During the series' official announcement at D23, Feige stated that after introducing Ms. Marvel in the series, the character would cross over to the MCU films, which he reiterated in November 2019. Previously, Captain Marvel star Brie Larson expressed interest in including Ms. Marvel in that film's sequel, and Vellani was confirmed to be appearing in the Captain Marvel sequel, The Marvels, in December 2020. In February 2021, Feige stated that Ms. Marvel would set up the events of The Marvels. The film was not fully conceived by the time Ali started working on the series, so she had a lot of creative freedom in crafting the series but knew there needed to be a "maturity" across Kamala's character arc so she would be ready for the events of The Marvels. Shaikh, Shroff, and Kapur reprise their roles as Kamala's family members in The Marvels.

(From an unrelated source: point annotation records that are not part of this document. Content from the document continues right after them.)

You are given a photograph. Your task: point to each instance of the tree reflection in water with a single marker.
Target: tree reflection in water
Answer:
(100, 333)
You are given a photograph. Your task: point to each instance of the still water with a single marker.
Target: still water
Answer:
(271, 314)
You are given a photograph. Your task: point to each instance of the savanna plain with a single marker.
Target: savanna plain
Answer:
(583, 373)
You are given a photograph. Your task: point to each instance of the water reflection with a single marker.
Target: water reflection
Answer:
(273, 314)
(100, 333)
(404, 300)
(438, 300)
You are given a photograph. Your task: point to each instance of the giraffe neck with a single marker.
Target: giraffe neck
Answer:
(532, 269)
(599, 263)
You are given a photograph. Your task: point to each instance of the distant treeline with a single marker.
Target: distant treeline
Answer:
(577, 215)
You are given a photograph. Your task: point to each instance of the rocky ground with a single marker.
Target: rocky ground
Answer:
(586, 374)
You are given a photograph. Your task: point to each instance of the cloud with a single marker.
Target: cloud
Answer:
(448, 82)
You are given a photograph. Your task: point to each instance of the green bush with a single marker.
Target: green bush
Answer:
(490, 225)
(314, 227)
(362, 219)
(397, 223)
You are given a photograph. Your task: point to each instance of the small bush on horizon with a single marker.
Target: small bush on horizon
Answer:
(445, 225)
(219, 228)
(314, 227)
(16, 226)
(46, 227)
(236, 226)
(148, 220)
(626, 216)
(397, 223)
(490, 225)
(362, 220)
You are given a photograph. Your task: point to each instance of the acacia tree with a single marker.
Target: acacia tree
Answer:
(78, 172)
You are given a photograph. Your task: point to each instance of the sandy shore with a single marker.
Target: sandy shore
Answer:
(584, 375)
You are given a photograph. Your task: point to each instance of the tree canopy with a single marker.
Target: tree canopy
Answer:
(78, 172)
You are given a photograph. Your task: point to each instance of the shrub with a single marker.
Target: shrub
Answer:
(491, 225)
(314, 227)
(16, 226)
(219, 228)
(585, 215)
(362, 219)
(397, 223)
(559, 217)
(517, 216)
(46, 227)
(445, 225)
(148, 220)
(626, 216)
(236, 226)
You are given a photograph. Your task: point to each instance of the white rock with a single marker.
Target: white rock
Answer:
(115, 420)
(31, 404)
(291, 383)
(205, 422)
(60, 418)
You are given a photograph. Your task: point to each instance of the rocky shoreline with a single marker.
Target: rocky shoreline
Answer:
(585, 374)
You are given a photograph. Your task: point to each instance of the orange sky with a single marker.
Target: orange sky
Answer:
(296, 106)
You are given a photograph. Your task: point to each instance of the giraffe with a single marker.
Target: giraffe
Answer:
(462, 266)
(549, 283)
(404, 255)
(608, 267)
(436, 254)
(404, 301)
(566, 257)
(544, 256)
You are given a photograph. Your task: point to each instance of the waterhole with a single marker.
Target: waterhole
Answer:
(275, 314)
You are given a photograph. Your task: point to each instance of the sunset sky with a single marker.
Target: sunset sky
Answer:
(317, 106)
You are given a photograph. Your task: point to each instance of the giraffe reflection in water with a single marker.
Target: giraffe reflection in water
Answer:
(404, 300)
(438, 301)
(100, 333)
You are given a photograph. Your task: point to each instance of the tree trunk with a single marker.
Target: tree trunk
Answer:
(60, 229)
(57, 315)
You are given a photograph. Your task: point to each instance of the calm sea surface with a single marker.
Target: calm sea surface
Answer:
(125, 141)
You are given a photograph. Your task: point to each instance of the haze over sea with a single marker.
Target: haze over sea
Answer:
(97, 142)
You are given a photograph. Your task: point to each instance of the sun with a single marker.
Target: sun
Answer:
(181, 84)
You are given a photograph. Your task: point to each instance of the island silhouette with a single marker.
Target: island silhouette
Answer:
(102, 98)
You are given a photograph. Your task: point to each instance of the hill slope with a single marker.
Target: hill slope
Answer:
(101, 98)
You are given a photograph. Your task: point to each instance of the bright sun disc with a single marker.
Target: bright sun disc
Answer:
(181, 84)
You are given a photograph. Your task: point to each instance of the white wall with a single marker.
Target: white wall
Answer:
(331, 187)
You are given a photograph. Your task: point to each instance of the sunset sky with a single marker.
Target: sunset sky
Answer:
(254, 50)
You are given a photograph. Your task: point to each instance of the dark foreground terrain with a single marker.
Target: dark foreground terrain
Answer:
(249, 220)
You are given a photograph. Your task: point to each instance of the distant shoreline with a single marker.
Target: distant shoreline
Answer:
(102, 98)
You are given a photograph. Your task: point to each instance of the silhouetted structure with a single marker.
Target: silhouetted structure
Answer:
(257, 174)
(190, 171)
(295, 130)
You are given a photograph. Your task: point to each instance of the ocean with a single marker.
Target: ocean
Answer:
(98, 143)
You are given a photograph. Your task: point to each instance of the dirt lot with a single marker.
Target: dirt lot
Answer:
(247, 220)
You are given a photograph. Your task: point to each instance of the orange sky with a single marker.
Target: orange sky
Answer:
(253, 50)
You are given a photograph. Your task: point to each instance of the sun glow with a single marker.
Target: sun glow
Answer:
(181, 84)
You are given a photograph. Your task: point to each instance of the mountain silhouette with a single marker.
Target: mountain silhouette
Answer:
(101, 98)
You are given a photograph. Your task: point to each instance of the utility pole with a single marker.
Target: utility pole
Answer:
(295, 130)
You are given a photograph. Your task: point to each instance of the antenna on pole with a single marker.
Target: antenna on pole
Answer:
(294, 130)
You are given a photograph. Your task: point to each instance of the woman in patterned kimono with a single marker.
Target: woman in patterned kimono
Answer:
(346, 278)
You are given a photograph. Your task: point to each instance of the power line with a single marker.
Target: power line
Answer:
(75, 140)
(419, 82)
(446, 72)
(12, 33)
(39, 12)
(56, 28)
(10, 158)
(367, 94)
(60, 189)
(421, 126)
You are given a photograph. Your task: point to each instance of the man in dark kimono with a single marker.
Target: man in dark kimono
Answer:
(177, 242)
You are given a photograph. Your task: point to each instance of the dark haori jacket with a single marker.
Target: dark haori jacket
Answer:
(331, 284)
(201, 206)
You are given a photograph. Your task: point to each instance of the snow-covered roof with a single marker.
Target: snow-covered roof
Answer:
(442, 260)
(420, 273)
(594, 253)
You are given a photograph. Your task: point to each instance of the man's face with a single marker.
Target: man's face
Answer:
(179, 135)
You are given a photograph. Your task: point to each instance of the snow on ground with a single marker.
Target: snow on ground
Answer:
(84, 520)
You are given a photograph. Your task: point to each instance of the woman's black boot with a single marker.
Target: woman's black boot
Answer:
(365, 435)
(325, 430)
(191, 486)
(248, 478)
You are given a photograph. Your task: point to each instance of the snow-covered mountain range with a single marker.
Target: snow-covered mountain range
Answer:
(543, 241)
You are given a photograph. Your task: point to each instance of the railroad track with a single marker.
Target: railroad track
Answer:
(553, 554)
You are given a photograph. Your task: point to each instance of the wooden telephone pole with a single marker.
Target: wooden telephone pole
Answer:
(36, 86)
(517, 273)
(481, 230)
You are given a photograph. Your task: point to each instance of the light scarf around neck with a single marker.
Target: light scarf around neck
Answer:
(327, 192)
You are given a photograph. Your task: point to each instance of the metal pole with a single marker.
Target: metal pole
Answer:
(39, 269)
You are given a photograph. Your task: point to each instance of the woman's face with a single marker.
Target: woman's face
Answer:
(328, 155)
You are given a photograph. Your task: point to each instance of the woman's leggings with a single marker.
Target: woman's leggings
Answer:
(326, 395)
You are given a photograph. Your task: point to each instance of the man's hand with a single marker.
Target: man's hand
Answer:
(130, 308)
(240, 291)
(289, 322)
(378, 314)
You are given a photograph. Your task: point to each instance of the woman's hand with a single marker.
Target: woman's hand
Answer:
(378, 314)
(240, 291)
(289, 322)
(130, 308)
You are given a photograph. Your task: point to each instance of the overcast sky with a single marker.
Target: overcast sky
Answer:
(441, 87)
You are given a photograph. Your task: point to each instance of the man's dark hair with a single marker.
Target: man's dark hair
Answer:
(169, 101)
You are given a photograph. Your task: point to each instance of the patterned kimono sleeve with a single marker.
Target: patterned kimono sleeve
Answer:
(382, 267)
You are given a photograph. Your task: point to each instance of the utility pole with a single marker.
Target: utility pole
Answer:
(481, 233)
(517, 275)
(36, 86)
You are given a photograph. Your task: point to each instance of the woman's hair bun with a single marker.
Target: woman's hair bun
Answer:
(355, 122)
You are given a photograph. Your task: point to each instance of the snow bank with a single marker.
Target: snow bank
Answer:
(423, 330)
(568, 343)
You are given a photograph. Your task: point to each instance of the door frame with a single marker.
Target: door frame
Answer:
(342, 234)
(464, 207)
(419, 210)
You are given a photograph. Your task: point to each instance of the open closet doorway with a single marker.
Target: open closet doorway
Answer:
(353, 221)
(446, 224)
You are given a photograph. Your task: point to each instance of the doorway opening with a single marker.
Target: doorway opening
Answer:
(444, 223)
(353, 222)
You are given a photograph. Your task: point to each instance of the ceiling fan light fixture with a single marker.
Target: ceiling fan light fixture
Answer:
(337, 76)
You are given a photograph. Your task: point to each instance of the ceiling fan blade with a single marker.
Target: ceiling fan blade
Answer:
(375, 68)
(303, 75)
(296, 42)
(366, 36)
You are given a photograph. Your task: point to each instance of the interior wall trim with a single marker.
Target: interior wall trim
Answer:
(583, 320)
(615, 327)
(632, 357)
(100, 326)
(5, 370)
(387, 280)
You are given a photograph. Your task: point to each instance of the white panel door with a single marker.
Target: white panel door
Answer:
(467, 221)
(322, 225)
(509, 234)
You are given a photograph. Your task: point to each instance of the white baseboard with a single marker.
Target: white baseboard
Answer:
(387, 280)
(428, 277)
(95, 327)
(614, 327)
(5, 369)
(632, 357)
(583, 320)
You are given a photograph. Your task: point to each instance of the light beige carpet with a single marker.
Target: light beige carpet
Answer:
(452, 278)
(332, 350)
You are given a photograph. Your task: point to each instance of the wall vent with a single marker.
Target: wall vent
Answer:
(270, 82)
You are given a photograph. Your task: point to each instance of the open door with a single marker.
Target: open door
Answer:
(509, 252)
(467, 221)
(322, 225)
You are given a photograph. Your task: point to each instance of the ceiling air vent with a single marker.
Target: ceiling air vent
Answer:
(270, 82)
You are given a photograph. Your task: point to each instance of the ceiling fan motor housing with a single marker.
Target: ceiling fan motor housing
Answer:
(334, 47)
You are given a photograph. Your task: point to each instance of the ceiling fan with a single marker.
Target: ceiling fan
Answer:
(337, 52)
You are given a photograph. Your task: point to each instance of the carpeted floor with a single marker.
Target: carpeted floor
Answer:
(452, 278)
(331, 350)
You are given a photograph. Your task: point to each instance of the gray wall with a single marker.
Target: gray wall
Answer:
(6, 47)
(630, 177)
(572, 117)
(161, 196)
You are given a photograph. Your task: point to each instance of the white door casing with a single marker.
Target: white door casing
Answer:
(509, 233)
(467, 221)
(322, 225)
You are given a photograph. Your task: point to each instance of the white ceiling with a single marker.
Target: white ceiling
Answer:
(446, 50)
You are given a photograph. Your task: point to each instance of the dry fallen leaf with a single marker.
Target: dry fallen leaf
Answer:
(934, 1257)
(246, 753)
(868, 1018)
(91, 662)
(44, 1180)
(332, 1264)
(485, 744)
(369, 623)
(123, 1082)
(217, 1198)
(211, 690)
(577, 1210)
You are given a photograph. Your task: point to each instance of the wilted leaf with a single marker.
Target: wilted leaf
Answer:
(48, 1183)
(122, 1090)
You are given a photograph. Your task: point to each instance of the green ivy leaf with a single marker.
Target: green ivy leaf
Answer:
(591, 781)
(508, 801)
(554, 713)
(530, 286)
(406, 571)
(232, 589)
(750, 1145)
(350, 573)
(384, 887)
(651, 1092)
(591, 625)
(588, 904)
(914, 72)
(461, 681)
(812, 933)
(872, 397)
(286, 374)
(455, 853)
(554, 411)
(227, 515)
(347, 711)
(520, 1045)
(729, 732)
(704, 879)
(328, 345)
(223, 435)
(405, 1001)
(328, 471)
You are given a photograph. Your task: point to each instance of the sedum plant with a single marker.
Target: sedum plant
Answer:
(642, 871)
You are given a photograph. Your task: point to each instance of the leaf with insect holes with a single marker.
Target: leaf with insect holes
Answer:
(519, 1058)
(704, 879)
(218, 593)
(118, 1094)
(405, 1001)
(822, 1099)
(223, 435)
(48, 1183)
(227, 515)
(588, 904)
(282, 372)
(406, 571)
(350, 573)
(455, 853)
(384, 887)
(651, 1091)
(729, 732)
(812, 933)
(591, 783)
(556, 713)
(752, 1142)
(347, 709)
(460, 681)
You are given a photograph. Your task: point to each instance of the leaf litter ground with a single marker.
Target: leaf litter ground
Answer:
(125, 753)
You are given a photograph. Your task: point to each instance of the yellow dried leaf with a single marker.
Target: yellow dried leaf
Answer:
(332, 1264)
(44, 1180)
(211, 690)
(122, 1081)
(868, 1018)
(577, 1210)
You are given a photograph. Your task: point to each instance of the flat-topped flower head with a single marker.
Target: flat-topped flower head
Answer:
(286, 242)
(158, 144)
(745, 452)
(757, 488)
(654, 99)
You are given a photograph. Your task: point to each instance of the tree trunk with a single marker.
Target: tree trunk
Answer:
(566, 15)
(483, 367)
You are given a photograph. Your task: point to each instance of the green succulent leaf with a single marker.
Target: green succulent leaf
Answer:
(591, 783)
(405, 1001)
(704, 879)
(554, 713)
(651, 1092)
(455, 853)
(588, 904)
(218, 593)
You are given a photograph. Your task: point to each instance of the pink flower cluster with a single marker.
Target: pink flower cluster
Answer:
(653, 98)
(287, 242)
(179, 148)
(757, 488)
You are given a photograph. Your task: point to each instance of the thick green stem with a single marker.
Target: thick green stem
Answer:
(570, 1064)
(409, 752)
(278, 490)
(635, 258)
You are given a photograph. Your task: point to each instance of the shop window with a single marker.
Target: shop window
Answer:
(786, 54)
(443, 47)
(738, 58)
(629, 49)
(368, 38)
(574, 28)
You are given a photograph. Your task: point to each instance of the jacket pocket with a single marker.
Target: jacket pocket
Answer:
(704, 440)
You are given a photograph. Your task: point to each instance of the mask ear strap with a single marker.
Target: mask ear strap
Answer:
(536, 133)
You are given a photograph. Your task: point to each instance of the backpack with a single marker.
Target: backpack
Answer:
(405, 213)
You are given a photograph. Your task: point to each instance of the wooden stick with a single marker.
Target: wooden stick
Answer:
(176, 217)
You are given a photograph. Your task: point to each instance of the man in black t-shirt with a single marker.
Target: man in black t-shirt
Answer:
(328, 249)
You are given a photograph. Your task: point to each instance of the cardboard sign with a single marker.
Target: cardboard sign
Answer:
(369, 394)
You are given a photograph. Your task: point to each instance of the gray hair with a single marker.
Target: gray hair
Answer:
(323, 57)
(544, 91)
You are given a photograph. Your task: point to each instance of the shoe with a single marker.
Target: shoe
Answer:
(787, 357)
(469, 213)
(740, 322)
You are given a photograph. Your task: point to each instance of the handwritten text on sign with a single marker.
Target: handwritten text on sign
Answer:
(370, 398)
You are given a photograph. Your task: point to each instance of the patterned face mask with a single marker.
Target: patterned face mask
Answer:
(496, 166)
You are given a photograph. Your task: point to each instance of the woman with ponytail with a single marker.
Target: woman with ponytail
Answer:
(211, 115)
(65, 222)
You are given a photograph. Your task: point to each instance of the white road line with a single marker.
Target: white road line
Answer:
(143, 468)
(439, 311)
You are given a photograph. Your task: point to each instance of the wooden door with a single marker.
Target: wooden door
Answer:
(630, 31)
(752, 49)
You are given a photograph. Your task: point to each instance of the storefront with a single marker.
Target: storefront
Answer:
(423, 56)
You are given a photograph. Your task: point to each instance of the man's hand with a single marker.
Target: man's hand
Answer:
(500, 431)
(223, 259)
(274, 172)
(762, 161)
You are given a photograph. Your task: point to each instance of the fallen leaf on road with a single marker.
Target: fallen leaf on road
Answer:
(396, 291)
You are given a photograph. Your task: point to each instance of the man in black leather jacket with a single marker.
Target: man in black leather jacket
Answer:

In September 2023, Ali and El Arbi said a decision regarding a potential second season would be made following the release of The Marvels. In December 2023, Vellani expressed interest in having Doc.X serve as the villain in a second season, since it would "resonate with the Gen Z audience", and was also hopeful her and Pirzada's Ms. Marvel comic books, which retconned the character as a mutant in the main Marvel Comics continuity, would eventually be adapted within the MCU.